![[Public Interpretations Database]](/assets/images/public-interps.jpg){kind=small}
I-0371: Some Modifications To The Audit Trail Are Authorized
TYPE: NIAP Interpretation
NUMBER: I-0371
STATUS: Formally Superseded
TITLE: Some Modifications To The Audit Trail Are Authorized
SUPERSEDED BY:
I-0423 Some Modifications To The Audit Trail Are Authorized
EFFECTIVE: 2000-03-27
SUPERSEDED: 2000-12-11
SOURCE REFERENCE: CC v2.1 Part 2 Subclause 3.6 FAU_STG
CC v2.1 Part 2 Subclause C.6 FAU_STG
RELATED TO:
I-0370 Clarification Of ``Audit Records''
STATEMENT
The following interprets the following elements in FAU_STG:FAU_STG.1.2 The TSF shall be able to [selection: prevent, detect] modifications to the audit records.FAU_STG.2.2 The TSF shall be able to [selection: prevent, detect] modifications to the audit records.
Only unauthorized modifications are prohibited.
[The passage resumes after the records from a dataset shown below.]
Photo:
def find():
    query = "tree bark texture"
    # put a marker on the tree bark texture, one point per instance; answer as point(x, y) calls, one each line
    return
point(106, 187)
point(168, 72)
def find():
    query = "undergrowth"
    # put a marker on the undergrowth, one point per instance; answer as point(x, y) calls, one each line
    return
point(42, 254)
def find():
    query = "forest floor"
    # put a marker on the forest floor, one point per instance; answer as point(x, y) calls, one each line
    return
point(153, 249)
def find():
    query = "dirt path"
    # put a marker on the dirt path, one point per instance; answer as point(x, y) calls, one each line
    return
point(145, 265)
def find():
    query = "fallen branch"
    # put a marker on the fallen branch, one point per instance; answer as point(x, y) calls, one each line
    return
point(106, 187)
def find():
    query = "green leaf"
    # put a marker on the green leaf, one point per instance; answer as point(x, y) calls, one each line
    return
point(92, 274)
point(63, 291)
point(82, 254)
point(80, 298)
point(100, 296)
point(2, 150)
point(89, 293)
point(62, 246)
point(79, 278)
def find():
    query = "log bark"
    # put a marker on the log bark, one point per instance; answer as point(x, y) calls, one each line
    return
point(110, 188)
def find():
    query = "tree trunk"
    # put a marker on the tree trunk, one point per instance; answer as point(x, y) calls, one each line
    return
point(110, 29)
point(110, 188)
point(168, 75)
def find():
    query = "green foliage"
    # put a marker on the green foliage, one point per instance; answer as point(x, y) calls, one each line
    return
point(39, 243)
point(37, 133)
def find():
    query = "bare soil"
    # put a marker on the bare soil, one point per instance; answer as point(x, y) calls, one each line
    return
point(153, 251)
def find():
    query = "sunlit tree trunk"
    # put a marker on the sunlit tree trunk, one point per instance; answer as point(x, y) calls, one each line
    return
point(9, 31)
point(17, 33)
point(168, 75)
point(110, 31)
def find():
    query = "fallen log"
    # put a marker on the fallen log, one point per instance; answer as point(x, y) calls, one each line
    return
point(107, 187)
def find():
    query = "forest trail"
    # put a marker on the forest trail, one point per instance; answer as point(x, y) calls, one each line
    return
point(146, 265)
Modifications to audit records performed in accordance with TSF policy are permitted.
RECOMMENDED CRITERIA CHANGES
To address this interpretation, the Part 2 elements FAU_STG.1.2 and FAU_STG.2.2 should be modified to insert "unauthorised" before "modifications".
SUPPORT:
This interpretation brings the elements into conformance with the words in the Part 2 Annex, by making it explicit that only unauthorized modifications are to be prohibited.Note that the ability to perform authorised modifications of the audit data is a management function addressed by FMT_MTD.1; these changes would be auditable in accordance with the audit section of FMT_MTD.1.